Viktor Orban, l'ancien Premier ministre hongrois battu aux élections législatives d'avril dernier après 16 ans au pouvoir, accuse le nouveau gouvernement de Péter Magyar de bafouer la démocratie. Dans un message publié mardi soir sur Facebook intitulé "Déclaration de résistance", il a déclaré : "L'ère de la tyrannie a de nouveau débuté en Hongrie. Le nouveau système politique ainsi créé est illégitime (...). Le Fidesz utilisera tous les moyens pacifiques pour lutter contre les abus de pouvoirs à l'intérieur du Parlement et à l'extérieur du Parlement."
Perquisition au Fidesz et enquête pour détournement de fonds
Cet appel intervient peu après une perquisition dans les locaux du Fidesz. Viktor Orban a précisé mercredi 22 juillet que la police avait saisi les serveurs informatiques du parti. Le parquet a indiqué à Reuters que cette perquisition s'inscrivait dans le cadre d'une enquête sur des "détournements de fonds et autres infractions criminelles" au sein du Fonds national pour la culture (NKA) lorsque le Fidesz était au pouvoir.

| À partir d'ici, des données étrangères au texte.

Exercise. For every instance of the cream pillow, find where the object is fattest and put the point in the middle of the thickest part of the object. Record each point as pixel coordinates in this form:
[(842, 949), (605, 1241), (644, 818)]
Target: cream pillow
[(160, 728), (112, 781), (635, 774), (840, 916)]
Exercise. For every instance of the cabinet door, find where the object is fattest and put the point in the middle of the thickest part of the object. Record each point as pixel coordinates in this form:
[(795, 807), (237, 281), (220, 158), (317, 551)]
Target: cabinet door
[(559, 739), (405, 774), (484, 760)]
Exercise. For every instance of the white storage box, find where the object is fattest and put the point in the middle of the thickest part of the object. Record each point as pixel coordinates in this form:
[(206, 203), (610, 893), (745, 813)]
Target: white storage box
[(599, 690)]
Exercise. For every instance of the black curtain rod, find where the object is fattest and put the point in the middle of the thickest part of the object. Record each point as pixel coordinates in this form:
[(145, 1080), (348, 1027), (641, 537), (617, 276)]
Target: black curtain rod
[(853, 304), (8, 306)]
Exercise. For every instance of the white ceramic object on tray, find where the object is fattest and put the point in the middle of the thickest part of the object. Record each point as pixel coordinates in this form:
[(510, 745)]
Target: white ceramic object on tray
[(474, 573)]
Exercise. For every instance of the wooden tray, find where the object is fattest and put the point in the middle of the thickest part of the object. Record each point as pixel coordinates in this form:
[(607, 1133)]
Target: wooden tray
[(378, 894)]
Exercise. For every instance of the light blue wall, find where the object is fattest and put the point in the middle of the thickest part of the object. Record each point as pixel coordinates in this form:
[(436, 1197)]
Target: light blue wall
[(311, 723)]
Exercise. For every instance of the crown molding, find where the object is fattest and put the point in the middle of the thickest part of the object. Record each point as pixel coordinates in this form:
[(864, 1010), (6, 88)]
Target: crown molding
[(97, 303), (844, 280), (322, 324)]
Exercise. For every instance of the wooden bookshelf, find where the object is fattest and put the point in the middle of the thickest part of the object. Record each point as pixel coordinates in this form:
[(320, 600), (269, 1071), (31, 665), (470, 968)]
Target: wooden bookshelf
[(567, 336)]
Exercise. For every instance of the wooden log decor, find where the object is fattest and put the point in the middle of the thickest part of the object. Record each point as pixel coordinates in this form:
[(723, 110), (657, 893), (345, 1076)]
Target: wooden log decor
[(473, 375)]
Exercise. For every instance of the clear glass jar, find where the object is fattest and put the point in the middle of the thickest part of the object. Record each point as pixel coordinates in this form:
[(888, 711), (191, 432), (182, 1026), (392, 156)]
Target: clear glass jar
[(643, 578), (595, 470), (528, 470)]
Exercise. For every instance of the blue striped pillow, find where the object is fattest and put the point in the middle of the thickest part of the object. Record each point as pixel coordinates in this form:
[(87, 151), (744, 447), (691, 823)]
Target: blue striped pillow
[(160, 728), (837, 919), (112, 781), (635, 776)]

Départs majeurs et accusations de dérive autoritaire
Dans son message, Viktor Orban a affirmé que la Hongrie avait "cessé d'être un État démocratique" après l'adoption par le Parlement, désormais dominé par le parti Tisza du Premier ministre Péter Magyar, d'un amendement constitutionnel mettant fin aux mandats du chef de l'État et du président de la Cour constitutionnelle, deux alliés d'Orban. Samedi, le président Tamas Sulyok a signé cet amendement mettant fin à sa propre présidence ainsi qu'au mandat de Péter Polt.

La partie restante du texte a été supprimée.